Gayung bersambut. Status Ternate — salah satu akun paling provokatif yang tak pernah diproses polisi ketika dilaporkan — menyebut informasi bayi terkena gas air mata adalah Hoaks.
Bahkan, berita di Halmaherapost.com tentang bayi, pun dilabeli Hoaks. Merasa tak puas, ibu si bayi mengkritik polisi lewat akun Instagram Bidang Humas Polda Maluku Utara.
Ini adalah harga yang harus dibayar mahal oleh kekuasaan lewat aparat sebagai tamengnya.
Penyalahgunaan wewenang, penyimpangan dari prosedur, tidak kompeten pada perencanaan, hingga lemahnya mengawasi tindakan pasukan di lapangan, menjadi pemandangan setiap mengawal aksi-aksi unjukrasa.
Kesimpulan ini jelas bukan tanpa dasar. Banyak fakta hingga saksi di lapangan yang bisa digali.
Padahal, pasal 5 Peraturan Kapolri Nomor 1 Tahun 2009 tentang Penggunaan Kekuatan Dalam Tindakan Kepolisian, menjelaskan ada tahapan dalam tindakan kepolisian.
Tahap 1 pencegahan; tahap 2 perintah lisan; tahap 3 kendali tangan kosong lunak; tahap 4 kendali tangan kosong keras; tahap 5 kendali benda tumpul dan senjata kimia seperti gas air mata; dan tahap 6 dengan senjata api.
Dan tahapan itu harus berdasarkan tingkat ancaman. Pertanyaannya, dalam aksi kemarin, seberapa besar ancaman massa aksi atas masyarakat luas?
Alih-alih membubarkan massa, sepeda motor yang tidak berkaitan dengan aksi demonstrasi, menjadi target yang sebenarnya tak diperlukan.
Ini mencerminkan betapa polisi kita benar-benar ‘haus’ kekerasan. Dalam kepala hanya ingin memukul, memukul dan memukul.
Selasa sore kemarin, sejumlah personil dari Satuan Brimob mendatangi kediaman bayi yang menjadi korban dampak tembakan gas air mata di Akehuda.
Salah satu petingginya tampak mengendong dan mencium bayi malang tersebut. Pemandangan itu ramai terlihat di story WhatsApp beberapa wartawan. Ini juga bagian paling “kampret” dalam keberpihakan jurnalisme.
Lalu bagaimana dengan ibu dan anak yang jatuh terpelanting dihantam water cannon? Di mana mereka sekarang? Apakah si anak tak menyimpan trauma atas insiden tersebut?
Insiden-insiden seperti ini harus dipandang krusial yang bersifat kelembagaan. Bukan diselesaikan secara personal lewat permintaan maaf. Itu pengecut!

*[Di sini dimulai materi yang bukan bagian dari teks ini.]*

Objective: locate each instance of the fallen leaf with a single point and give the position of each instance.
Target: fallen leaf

Harus ada evaluasi menyeluruh dari hulu hingga hilir. Mulai dari sistem pendidikan, pelatihan, hingga pengawasan dan penindakan tegas. Perkap HAM Nomor 8 Tahun 2009 harus benar-benar diimplementasikan.

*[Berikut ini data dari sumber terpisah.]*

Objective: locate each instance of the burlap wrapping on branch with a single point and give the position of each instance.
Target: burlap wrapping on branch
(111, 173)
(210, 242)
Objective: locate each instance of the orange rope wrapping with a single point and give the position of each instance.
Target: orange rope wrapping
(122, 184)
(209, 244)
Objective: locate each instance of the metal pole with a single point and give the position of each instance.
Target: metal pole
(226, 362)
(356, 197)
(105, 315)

Polri sudah seharusnya mengubah polanya menjadi kultur sipil daripada mengedepankan gaya represif Orde Baru.
Sebab, sejarah mencatat bahwa kemarahan rakyat pada Soeharto akibat tindakan militerisme.
Merujuk penuturan Agus Mulyanto, “perlawanan itu serupa api, tak habis meski dibagi.”